All above points would be clear if you read further.
Let’s assume that there is a select statement fired which is using hash Index created on FName column (for example select * from table where FName = ‘SQLServer’). Since hash value of column is 9, it would scan all rows of the bucket. While doing that it would find a row (Balmukund, Microsoft) which is stale (Refer Image#1). The reader thread would delink that row from the chain and move forward. Note that the row is still NOT deleted from memory but a little work of garbage collection has been done. Here is the after image after select query.
You might say that what about red chain above (bucket 9)? That would be cleaned by regular garbage collection thread if user thread is not doing it.

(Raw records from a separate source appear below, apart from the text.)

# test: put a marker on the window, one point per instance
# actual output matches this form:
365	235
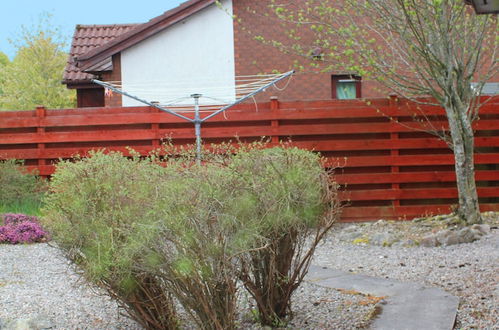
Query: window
345	87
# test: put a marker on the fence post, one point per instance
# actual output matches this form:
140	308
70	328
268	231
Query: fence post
155	130
394	137
274	124
41	113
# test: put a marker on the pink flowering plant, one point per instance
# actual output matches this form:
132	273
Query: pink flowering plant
20	228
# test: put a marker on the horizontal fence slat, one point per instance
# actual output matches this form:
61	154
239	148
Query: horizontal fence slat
388	170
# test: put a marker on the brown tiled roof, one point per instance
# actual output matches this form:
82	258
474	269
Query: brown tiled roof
96	56
86	38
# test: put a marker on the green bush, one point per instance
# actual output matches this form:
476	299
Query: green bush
292	201
148	232
19	188
199	242
101	212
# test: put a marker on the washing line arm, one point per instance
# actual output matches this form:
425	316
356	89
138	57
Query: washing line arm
287	74
157	106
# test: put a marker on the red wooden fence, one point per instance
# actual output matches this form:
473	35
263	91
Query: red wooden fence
387	169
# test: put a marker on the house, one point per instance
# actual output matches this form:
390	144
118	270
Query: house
195	39
188	45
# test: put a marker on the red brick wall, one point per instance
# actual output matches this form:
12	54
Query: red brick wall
252	56
115	99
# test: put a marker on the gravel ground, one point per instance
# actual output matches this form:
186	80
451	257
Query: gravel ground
469	271
37	282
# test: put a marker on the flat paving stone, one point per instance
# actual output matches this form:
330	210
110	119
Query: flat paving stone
408	306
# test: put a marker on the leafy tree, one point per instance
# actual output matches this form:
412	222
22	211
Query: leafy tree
416	48
34	76
4	60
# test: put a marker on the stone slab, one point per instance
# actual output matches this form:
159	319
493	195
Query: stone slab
408	306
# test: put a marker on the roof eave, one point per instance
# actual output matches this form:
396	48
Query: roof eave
141	32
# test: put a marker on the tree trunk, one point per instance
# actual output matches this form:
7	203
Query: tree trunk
463	147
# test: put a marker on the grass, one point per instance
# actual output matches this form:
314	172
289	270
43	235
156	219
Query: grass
28	207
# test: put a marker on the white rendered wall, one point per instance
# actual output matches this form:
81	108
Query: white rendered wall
193	56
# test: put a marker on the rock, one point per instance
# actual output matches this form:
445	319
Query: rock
350	236
442	236
383	239
452	239
468	235
28	324
483	228
429	241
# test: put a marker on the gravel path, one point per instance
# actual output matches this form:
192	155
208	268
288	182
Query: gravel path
469	271
37	282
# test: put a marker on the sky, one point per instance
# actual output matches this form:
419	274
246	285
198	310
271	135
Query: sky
67	14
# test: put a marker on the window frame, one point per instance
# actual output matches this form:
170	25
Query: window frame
335	79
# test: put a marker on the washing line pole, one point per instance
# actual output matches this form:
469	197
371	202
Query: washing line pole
197	126
197	118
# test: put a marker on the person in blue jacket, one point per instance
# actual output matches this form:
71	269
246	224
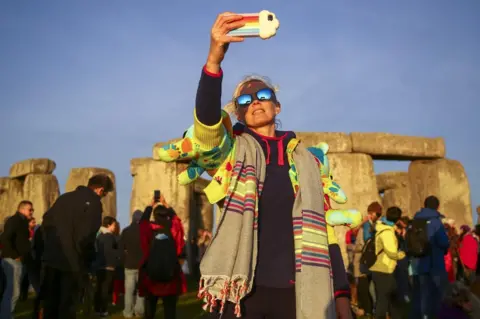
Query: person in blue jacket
431	271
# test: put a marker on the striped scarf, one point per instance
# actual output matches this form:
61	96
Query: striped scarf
228	266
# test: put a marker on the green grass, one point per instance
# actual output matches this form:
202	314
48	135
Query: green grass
189	307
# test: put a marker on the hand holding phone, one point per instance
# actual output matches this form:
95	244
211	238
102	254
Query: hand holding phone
263	24
156	196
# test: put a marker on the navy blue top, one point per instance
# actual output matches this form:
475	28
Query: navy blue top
276	252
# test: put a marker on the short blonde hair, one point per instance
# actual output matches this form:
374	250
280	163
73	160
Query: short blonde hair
231	107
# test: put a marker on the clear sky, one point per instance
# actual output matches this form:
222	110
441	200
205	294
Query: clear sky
96	83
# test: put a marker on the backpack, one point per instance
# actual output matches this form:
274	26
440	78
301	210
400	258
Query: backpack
162	262
418	244
369	255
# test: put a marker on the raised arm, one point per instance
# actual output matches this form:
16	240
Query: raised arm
208	119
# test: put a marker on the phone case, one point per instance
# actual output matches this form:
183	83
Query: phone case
263	24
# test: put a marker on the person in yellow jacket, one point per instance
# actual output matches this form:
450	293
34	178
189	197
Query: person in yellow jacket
386	249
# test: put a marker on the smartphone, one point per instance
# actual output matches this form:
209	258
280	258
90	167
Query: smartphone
156	195
263	24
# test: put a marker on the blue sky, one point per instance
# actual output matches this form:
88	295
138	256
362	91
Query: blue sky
96	83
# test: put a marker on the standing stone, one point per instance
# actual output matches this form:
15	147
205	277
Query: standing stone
42	190
80	177
354	173
445	179
337	142
11	194
391	180
32	166
393	146
399	197
149	175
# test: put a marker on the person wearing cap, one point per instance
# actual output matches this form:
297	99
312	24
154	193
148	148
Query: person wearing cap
131	246
271	256
70	228
467	252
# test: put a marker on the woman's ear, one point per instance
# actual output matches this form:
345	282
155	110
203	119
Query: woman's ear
278	108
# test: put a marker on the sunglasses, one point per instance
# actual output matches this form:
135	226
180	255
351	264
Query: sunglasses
245	100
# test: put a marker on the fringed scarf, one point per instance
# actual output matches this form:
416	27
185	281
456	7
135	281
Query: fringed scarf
228	266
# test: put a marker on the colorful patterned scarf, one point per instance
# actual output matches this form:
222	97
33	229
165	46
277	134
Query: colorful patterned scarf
228	266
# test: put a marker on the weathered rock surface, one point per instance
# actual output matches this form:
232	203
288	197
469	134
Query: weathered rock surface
392	180
337	142
391	146
149	175
354	173
445	179
11	194
42	190
80	177
32	166
399	197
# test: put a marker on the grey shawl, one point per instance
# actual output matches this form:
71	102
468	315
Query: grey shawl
228	266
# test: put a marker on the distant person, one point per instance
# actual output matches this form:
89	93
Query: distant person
365	289
119	278
16	248
162	244
401	271
107	260
27	265
430	268
132	250
468	254
386	249
70	229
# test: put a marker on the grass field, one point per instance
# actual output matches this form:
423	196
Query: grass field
189	307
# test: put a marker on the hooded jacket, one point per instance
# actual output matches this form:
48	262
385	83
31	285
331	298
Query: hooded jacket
108	252
70	227
434	262
386	248
130	243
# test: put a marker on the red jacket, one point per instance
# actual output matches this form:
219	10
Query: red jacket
468	250
177	286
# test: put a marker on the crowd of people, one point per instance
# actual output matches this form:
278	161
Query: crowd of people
423	267
273	254
76	256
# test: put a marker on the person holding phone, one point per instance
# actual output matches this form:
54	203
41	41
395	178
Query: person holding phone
257	266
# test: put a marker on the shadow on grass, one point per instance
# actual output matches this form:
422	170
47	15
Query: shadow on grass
189	307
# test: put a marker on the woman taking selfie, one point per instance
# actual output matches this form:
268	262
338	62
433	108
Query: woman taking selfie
270	257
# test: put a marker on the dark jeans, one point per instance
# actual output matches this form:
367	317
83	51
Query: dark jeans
364	298
432	288
103	294
388	299
169	306
60	291
263	302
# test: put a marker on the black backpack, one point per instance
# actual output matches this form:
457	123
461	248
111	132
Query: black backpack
162	262
369	256
418	244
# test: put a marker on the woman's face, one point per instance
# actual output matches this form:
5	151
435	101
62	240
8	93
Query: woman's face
260	112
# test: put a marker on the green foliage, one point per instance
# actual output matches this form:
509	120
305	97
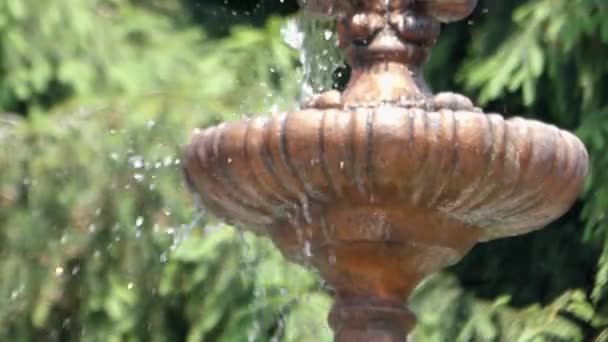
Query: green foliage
100	241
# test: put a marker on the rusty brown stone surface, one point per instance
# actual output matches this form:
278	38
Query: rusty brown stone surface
385	183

This means that if we traverse using Index on company and scanning bucket of hash value 9, it would be delinked by user thread else system thread would do it. Below would be the final state of the system once all garbage is cleaned and memory is released.
This means that garbage collection is not a discrete process in SQL Server In-Memory OLTP. It can be done by dedicated system thread and also cooperatively done by user threads. This make the garbage collection more efficient.
Hope you have learned something new today! In next blog of the series, we would see the DMVs which can be used to see garbage collection in action.